New York’s diversity is on delicious display at its immigrant-owned food shops, whether it’s one of the five boroughs’ 16,000 bodegas or a fourth-generation Jewish appetizing store. These five specialty grocery stores across NYC each deserve a visit.
LessOne of the last remaining institutions of the Lower East Side’s Jewish history, Russ & Daughters is best understood as the place where one buys “the foods one eats with bagels” like lox, herring, whitefish, cream cheese spreads, and (why not) house-label caviar. When Joel Russ immigrated here in 1907 from a shtetl in what is now Poland, he began selling schmaltz herring to the Eastern European Jews in the neighborhood. The fourth generation of Russes now operate the shop on Houston Street.
When Kerope Kalustyan, an Armenian chef from Turkey, founded Kalustyan’s in Kips Bay in 1944, he most likely didn’t imagine it expanding across storefronts and floors to become an essential resource for chefs and globally-minded home cooks. Primarily focused on ingredients of the subcontinent, the packed-to-the-rafters store teems with Middle Eastern and South Asian spices. Delight also in the frozen Indian food, chaat mixes, and labneh spreads, and a dessert case that is a journey in itself.
In operation since 1948, Sahadi’s, a family-owned food bazaar now spanning three storefronts in Brooklyn Heights, is an unparalleled space for Middle Eastern ingredients, reflecting the neighborhood’s history as an immigrant enclave. The bulk-goods section offers a diverse selection of dried fruits, nuts, grains, flours, and candies; in the prepared foods section, order just-made hummus with za’atar bread to take to the nearby Brooklyn promenade, with pistachio baklava for a flaky finish.
In this wonderland of spices and rare foods in Alphabet City, Atef Boulaabi, the charismatic Tunisian-born owner, invites you to open her jars and smell the blossoms, herbs, hydrosols, powders, dried mushrooms, and infused vinegars, stacked on 14-foot shelves. Rub shoulders with NYC’s most revered chefs while spicing up your kitchen with rare ingredients like blue salt from the deserts of Iran and apricot kernel oil for your next bowl of popcorn.
Flushing is home to New York City's largest Chinatown, and JMart feels like a massive supermarket in Beijing. Wind through aisles dedicated to different types of noodles (instant, dried, even hand-pulled!) and every rice variety you can imagine.
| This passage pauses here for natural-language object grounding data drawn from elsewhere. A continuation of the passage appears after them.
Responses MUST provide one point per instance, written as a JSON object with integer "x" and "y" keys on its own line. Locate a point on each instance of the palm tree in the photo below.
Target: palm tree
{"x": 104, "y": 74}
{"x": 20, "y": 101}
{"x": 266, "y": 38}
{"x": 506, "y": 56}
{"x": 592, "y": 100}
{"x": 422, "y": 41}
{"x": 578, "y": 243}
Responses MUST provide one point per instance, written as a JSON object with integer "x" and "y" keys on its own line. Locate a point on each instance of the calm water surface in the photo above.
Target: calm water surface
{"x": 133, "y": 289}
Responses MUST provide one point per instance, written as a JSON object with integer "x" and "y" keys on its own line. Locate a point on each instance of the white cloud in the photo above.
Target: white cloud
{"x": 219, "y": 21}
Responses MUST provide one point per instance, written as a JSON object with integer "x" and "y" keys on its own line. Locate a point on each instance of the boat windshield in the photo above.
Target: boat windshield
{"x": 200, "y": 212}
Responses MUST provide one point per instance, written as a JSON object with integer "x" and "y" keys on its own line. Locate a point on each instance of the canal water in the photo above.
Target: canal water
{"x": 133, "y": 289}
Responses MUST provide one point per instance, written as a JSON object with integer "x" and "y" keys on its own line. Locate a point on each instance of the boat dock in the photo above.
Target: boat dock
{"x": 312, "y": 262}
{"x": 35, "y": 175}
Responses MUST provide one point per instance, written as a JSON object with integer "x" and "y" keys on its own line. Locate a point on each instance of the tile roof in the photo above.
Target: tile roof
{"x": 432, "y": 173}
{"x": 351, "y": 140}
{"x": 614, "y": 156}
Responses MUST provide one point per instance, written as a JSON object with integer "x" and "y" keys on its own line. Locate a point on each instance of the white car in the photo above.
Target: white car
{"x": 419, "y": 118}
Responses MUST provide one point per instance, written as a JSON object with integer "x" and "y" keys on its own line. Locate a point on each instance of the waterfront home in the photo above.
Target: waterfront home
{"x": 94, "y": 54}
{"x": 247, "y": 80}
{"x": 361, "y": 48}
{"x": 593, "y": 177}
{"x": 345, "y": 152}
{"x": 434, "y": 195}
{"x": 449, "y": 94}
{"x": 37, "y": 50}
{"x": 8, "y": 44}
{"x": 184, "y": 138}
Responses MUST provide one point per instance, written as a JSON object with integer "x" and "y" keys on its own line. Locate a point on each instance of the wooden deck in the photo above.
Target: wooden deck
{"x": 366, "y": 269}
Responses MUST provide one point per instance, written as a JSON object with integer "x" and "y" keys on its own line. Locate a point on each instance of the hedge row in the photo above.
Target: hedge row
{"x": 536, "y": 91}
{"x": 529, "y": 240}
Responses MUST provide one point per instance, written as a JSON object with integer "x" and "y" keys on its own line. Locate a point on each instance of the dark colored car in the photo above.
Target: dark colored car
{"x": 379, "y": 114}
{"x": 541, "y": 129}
You come here to buy hard-to-find delicacies common in the Far East: Fresh durian (and durian mooncakes), periwinkles and eels, brown sugar boba-flavored popcorn, and the sweetest jufeng grapes in all of New York ($12 a box, but so worth it).
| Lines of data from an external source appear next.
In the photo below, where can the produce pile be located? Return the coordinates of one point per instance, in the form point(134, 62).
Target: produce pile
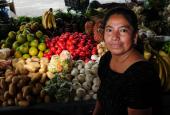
point(54, 58)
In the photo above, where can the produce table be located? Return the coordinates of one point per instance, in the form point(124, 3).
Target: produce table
point(72, 108)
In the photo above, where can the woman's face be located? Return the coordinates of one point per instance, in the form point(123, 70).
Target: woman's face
point(118, 35)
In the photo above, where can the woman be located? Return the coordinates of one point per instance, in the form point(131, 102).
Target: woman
point(129, 84)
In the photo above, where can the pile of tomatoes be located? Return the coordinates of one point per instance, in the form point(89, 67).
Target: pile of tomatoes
point(81, 46)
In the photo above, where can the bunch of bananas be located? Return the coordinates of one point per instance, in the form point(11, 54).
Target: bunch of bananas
point(162, 60)
point(48, 19)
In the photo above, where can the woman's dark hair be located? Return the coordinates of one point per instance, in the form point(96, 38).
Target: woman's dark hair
point(126, 12)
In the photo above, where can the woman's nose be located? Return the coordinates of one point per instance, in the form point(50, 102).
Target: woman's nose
point(115, 35)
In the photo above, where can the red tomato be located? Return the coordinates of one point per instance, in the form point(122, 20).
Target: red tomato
point(82, 54)
point(53, 49)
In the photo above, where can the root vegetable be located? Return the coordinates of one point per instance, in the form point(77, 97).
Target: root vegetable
point(87, 85)
point(80, 92)
point(76, 98)
point(89, 78)
point(8, 79)
point(21, 83)
point(76, 85)
point(26, 90)
point(81, 78)
point(50, 75)
point(94, 96)
point(95, 87)
point(3, 84)
point(38, 86)
point(74, 72)
point(91, 93)
point(15, 80)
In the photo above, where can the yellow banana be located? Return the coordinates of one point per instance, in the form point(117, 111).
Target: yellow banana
point(53, 21)
point(49, 22)
point(44, 18)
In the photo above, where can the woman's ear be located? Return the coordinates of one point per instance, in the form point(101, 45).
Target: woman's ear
point(135, 38)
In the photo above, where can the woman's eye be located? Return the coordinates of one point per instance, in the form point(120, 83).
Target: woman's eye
point(108, 30)
point(123, 30)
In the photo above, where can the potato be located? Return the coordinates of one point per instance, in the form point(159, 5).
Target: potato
point(47, 99)
point(26, 90)
point(35, 76)
point(3, 84)
point(21, 83)
point(43, 78)
point(8, 79)
point(12, 89)
point(23, 103)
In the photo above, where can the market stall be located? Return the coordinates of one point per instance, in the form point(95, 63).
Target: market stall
point(49, 63)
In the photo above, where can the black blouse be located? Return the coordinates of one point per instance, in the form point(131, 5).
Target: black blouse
point(138, 87)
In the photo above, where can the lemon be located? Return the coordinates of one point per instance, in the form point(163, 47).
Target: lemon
point(18, 54)
point(33, 51)
point(42, 46)
point(34, 43)
point(40, 54)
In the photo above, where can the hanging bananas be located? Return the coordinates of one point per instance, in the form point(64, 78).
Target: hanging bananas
point(48, 19)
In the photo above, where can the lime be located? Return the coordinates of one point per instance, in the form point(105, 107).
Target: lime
point(25, 56)
point(46, 51)
point(21, 38)
point(42, 46)
point(30, 37)
point(12, 34)
point(34, 43)
point(40, 54)
point(18, 54)
point(33, 51)
point(15, 45)
point(23, 49)
point(39, 34)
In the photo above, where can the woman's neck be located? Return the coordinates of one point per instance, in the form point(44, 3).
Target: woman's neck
point(122, 58)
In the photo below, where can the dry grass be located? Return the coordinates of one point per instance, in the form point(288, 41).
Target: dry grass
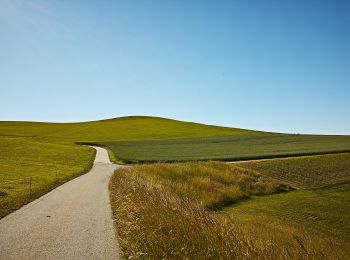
point(156, 221)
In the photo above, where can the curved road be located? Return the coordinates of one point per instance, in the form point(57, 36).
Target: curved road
point(71, 222)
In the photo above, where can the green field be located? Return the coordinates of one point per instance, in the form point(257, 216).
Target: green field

Adja Khady is a snug market run by a group of sisters in Harlem’s Le Petit Sénégal, and specializes in Senegalese imports like baobab syrup, sumbala (a miso-like nut paste), blazing hot peppers, spiced coffee grounds, dried fish, and couscous made from millet––plus other products like handwoven baskets from the Ivory Coast, Sierra Leone, Burkina Faso and Mali. For your next dinner party, try your hand at superkanja, a Gambian soup made with okra, sweet potato leaves and chili peppers.
Tucked between a fried dumpling shop and a shi-shi omakase bar in Manhattan’s Chinatown, Bangkok Center Grocery is a staple for those passionate about Thai food. Stop into this tiny neighborhood grocer, where its floor-to-ceiling shelves are packed with rare ingredients: bird chillies, banana leaves, and canned rambutans. The most coveted item here? Fresh green kaffir lime leaves, which as many chefs know, are incredibly difficult to find, and essential to Thai cooking.
Part supermarket, part community center, Sunrise Mart is the one-stop-shop for homesick Japanese, who are lured to the market on Broome Street by the neon veggies in the window. You might find it challenging to navigate the packaged goods (most are labeled in Japanese), but don't fret: the friendly staff stand ready to translate—and will even give you cooking ideas and suggestions for what to do with that bottle of organic ponzu and 10-pound bag of sushi rice.
If we could only by charcuterie supplies from one store it would be Despaña Soho. While most days this shop operates as a purveyor of Spanish delicacies such as Jamon Iberico and a variety of Spanish's cheese, on friday and saturday nights they open a few tables for their tapas menu.
Located on one of the last few blocks of Little Italy Di Palo's make sure you know this. Stepping into the shop your senses are enveloped in the smells of the fresh mozzerella being made, the cacophony of conversation as long time customers and clerks chat about their daily going ons and most importantly the sight of cured meats hanging from the almost every conciveable place.